The Skripal poisoning illustrates Russia’s willingness to take risks, and its lack of concern about getting caught. The Novichok nerve agent allegedly used could easily be traced to Russia.

An intriguing example of Russia’s new generation of spycraft is the case of Maria Butina, who was indicted by the Justice Department this month for plotting a covert influence campaign that partly targeted the National Rifle Association. The indictment alleges that she was run secretly by a Russian official who had served in parliament and the Central Bank, and was bankrolled by a second Russian who was a billionaire oligarch.

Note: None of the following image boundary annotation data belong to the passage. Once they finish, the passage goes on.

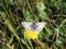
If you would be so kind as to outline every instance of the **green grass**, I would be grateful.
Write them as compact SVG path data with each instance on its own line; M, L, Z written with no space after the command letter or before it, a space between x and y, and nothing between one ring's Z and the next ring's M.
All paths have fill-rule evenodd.
M24 37L23 21L46 22L37 39ZM0 49L66 49L66 1L1 0Z

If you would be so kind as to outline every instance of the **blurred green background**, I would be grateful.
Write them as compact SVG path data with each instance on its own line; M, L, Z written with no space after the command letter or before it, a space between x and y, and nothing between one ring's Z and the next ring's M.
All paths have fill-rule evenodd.
M30 40L23 21L46 26ZM66 0L0 0L0 49L66 49Z

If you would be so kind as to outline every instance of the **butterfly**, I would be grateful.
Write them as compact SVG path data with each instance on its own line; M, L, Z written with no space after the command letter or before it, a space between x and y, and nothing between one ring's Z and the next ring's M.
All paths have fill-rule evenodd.
M45 27L46 22L22 22L23 27L28 32L40 33Z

When Butina was photographed near the U.S. Capitol on Inauguration Day, her alleged Russian handler messaged approvingly: “You’re a daredevil girl,” according to court papers. Three months later, when Butina’s American contacts were outed in the media, her alleged handler wrote: “How are you faring there in the rays of the new fame? Are your admirers asking for your autographs yet?”

This is not your grandfather’s KGB. Putin is running a multiplatform spy service for the internet era — as quick, disposable and potentially devastating as a Snapchat image.